Lo condujo hasta una espaciosa sala y le presentó a dos ejecutivos del PBS, quienes también estaban visiblemente trastornados. Jason estrechó primero la mano de Bob Walthrow, un hombre pequeño y calvo, y luego la de Fred Ingelnook, muy parecido a Robert Redford.
—¿Quieres un cóctel? —preguntó Shirley—. Pareces necesitarlo.
—No, gracias. Solo un poco de agua —respondió Jason—. Estoy rendido. ¿Qué ocurre?
—Más problemas. Recibí una llamada de los de seguridad. Esta noche alguien entró en el laboratorio de Hayes y prácticamente lo destrozó.
—¿Vandalismo?
—No estamos seguros.
—No lo creo —opinó Bob Walthrow—. Fue registrado a fondo.
—¿Se llevaron algo? —preguntó Jason.
—Todavía no lo sabemos —respondió Shirley—. Pero ese no es el problema. No queremos que este asunto trascienda a los medios de comunicación. No estamos en condiciones de soportar más publicidad negativa. Dos importantes corporaciones están a punto de convertirse en clientes de nuestro Plan de Buena Salud. Si llegaran a enterarse de que la policía sospecha que lo que esa gente buscaba en el laboratorio de Hayes era droga, probablemente se echarían atrás.
—Es posible —dijo Jason—. La forense me informó de que encontró cocaína en la orina de Hayes.
—¡Mierda! —exclamó Walthrow—. Esperemos que los de la prensa no se enteren de eso.
—¡Debemos procurar que todo esto no nos perjudique demasiado! —dijo Shirley.
—¿Y cómo te propones conseguirlo? —preguntó Jason, que no acababa de comprender por qué había insistido en que acudiera a esa reunión.

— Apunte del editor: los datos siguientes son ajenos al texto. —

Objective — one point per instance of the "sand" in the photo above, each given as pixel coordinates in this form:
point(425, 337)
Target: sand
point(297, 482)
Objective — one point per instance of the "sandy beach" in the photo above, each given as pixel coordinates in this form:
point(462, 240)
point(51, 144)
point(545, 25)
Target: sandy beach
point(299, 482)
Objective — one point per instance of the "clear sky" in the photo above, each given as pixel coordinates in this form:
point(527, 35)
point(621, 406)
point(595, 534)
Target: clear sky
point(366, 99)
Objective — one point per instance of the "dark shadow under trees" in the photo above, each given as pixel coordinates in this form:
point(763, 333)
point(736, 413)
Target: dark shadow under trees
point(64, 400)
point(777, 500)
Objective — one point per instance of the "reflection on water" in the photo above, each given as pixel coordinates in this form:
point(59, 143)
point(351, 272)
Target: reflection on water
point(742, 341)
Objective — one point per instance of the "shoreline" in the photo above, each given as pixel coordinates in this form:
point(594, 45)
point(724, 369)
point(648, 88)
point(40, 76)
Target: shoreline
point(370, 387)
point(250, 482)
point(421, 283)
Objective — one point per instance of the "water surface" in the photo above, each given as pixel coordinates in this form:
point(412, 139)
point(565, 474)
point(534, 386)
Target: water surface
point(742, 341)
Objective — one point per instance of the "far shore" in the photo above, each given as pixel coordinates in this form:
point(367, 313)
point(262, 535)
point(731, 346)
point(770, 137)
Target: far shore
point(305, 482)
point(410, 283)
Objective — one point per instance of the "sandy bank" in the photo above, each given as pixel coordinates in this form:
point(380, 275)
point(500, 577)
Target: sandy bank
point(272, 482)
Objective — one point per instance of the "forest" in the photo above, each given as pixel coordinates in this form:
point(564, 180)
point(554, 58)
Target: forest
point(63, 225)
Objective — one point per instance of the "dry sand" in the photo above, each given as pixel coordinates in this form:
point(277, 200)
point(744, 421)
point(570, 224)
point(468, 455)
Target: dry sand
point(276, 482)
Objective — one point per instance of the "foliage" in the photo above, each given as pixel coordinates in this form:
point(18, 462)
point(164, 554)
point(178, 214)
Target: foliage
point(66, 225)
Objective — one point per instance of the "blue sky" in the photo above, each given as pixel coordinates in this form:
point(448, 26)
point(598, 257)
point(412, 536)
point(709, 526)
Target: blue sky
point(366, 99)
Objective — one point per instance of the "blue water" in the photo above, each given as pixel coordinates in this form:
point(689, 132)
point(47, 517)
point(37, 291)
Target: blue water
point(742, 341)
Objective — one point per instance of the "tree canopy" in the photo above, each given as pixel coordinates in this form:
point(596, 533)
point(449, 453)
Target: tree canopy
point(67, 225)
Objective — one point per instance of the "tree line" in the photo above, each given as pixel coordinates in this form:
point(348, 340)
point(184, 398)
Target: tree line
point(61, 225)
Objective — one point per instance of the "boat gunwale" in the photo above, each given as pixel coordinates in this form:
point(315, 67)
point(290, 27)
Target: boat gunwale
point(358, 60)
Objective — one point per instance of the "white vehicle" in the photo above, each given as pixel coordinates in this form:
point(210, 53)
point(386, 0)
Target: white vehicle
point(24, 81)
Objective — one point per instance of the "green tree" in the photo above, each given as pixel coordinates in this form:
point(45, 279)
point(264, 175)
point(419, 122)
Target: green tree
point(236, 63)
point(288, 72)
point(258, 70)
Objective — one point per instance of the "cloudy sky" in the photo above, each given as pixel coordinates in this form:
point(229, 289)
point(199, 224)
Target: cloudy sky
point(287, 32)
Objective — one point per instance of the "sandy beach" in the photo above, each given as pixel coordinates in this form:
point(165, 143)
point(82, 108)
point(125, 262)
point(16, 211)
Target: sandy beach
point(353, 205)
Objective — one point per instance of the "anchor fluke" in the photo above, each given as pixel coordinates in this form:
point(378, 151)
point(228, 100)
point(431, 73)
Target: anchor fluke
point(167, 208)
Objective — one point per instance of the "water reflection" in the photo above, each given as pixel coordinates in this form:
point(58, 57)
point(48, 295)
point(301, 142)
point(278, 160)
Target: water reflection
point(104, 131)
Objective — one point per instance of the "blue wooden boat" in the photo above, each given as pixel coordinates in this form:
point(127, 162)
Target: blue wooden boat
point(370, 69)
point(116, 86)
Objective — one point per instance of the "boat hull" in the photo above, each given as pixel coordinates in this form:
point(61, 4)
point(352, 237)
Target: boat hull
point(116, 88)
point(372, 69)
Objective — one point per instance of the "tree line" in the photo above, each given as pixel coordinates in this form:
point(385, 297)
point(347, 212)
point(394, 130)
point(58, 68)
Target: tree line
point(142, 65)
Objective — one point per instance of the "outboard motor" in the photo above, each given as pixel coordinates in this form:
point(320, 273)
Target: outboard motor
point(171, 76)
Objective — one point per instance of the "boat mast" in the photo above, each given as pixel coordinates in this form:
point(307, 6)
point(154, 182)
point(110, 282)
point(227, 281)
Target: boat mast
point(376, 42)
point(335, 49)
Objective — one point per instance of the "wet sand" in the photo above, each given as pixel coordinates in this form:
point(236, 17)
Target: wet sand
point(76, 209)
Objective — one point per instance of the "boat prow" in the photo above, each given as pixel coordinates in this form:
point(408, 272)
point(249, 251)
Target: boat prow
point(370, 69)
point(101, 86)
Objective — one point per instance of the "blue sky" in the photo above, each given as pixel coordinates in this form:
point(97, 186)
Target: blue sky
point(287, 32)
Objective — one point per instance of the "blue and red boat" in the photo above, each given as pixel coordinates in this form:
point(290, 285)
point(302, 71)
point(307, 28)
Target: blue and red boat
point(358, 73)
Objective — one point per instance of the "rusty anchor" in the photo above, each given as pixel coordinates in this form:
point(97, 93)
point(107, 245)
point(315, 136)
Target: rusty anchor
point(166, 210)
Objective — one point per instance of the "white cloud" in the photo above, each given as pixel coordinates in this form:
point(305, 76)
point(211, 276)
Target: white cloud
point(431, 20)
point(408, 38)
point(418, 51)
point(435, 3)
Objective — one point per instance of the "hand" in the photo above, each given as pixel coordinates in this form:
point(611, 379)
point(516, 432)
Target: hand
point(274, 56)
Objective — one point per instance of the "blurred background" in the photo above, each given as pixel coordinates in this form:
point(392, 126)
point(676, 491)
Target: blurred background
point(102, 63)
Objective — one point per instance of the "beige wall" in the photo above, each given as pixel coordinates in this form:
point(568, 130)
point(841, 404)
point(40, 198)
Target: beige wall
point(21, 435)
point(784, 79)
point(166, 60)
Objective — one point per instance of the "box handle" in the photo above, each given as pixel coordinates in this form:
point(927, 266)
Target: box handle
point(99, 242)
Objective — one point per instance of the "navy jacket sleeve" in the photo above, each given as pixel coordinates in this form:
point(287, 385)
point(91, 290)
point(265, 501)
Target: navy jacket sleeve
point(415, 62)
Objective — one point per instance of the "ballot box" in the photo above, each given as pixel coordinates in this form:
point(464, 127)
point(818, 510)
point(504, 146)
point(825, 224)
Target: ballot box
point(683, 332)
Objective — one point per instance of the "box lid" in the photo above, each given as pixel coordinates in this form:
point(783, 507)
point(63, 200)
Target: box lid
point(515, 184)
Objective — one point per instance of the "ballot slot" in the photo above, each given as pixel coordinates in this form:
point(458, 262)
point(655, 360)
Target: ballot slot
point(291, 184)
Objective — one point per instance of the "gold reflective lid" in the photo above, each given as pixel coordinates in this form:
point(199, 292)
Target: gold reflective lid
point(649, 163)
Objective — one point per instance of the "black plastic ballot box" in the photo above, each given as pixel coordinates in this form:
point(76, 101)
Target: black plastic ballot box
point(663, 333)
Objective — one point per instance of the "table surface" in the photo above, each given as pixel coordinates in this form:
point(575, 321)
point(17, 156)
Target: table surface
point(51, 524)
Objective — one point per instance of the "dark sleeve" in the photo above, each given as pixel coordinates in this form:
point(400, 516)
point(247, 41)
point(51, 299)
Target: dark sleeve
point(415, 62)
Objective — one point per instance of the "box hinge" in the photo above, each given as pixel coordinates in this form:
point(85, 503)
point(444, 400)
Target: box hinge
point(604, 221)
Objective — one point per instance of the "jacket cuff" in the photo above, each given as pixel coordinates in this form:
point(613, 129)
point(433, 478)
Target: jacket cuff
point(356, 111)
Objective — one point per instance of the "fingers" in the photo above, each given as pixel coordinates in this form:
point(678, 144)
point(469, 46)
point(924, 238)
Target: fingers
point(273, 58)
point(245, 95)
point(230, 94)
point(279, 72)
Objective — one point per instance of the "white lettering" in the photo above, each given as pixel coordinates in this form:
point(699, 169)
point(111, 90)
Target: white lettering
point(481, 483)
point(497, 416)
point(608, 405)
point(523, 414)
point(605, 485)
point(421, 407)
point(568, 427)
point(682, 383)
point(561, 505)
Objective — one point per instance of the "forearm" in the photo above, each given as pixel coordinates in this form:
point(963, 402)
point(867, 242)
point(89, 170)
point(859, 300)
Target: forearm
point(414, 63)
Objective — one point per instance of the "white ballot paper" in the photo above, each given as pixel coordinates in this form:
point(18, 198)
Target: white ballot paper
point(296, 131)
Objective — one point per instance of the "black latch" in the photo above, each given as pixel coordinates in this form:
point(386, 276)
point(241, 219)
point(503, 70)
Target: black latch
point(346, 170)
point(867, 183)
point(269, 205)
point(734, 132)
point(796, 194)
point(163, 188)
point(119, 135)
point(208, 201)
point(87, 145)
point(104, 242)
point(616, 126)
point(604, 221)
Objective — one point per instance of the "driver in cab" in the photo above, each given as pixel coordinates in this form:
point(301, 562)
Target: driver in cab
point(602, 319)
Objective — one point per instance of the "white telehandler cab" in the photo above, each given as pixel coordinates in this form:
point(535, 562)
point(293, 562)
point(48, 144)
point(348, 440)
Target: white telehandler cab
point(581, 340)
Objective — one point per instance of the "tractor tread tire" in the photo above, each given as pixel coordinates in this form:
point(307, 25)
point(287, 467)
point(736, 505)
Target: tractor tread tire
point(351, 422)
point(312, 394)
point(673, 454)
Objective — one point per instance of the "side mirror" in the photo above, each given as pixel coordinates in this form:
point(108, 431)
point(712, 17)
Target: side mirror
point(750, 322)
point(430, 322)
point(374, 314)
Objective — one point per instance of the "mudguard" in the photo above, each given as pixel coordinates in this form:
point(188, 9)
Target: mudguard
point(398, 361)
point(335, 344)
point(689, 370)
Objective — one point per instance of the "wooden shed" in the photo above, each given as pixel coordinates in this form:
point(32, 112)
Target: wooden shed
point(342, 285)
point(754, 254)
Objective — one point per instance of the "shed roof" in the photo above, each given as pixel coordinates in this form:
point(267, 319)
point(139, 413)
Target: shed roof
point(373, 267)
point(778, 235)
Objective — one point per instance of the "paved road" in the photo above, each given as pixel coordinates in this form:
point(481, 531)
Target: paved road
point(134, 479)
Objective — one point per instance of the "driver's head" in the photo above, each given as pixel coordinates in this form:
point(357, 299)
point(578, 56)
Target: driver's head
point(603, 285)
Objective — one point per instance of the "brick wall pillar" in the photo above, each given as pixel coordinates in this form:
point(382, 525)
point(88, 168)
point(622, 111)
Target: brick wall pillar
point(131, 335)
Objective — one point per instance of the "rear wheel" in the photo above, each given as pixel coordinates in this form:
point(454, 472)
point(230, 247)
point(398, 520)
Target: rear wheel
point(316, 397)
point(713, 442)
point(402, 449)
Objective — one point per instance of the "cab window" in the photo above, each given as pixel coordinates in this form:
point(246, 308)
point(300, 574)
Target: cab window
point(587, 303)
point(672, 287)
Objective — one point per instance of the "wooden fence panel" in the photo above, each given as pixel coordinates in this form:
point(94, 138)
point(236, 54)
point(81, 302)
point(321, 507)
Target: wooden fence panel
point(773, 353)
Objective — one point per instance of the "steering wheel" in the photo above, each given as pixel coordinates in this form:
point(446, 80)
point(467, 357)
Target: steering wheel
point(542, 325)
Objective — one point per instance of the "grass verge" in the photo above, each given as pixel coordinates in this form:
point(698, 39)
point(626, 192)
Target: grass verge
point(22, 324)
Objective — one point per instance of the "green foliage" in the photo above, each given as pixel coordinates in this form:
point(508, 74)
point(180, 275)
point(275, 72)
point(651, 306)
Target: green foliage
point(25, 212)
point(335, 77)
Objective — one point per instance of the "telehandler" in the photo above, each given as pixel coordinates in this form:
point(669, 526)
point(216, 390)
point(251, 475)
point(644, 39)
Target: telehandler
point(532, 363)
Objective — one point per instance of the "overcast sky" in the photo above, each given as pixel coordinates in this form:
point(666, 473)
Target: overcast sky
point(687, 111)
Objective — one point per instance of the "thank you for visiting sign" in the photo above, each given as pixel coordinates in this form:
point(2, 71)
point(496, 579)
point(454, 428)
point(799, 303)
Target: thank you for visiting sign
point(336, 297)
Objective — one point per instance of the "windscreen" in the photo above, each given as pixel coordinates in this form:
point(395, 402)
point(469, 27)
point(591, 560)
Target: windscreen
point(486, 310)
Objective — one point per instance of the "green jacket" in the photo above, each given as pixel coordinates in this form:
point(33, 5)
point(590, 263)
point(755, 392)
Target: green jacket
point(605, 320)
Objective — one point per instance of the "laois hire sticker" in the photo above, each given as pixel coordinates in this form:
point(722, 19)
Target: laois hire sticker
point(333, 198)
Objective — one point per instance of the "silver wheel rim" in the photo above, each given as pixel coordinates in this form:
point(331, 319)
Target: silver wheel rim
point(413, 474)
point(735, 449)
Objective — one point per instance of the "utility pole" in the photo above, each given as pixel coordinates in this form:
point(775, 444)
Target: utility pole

—Los integrantes del equipo directivo quieren que mantengamos en secreto este último incidente.
—Tal vez no resulte muy fácil —replicó Jason después de beber un sorbo de agua—. Con toda probabilidad los periódicos obtendrán esa información de los registros policiales.
—Esa es la cuestión —dijo Shirley—. Hemos decidido no dar parte a la policía. Pero queríamos conocer tu opinión.
—¿Mi opinión? —inquirió Jason, sorprendido.
—Bueno —respondió Shirley—, nos interesa la opinión del cuerpo médico, y tú eres el jefe. Creemos que podrías averiguar discretamente qué piensan los otros.
—Sí, supongo que sí —concedió Jason, preguntándose cómo podría sondear a los demás médicos internos y, al mismo tiempo, mantener el asunto en secreto—. Pero si les interesa mi opinión personal, les diré que no me parece en absoluto una buena idea. Además, les resultará imposible cobrar el seguro a menos que informen a la policía.
—En eso tiene razón —intervino Fred Ingelnook.
—Es cierto —dijo Shirley—, pero se trata de un problema menor en comparación con la publicidad negativa. Por ahora no presentaremos la denuncia. De momento consultaremos a la compañía aseguradora y recabaremos la opinión de los jefes de departamento.
—Estoy de acuerdo —dijo Fred Ingelnook.
—Perfecto —dijo Bob Walthrow.
La conversación fue decayendo, y Shirley envió a sus respectivas casas a los dos ejecutivos. Cuando Jason intentó seguirlos, ella lo retuvo un momento y le sugirió que se encontraran a las ocho de la mañana.
—He pedido a Helene que vaya temprano. Tal vez entre los tres lograremos desentrañar qué está ocurriendo.
Jason asintió y se preguntó una vez más por qué Shirley no le había comunicado todo eso por teléfono. Después de darle un beso en la mejilla, se encaminó tambaleándose hacia su coche, pensando en las dos o tres horas de sueño que tenía por delante.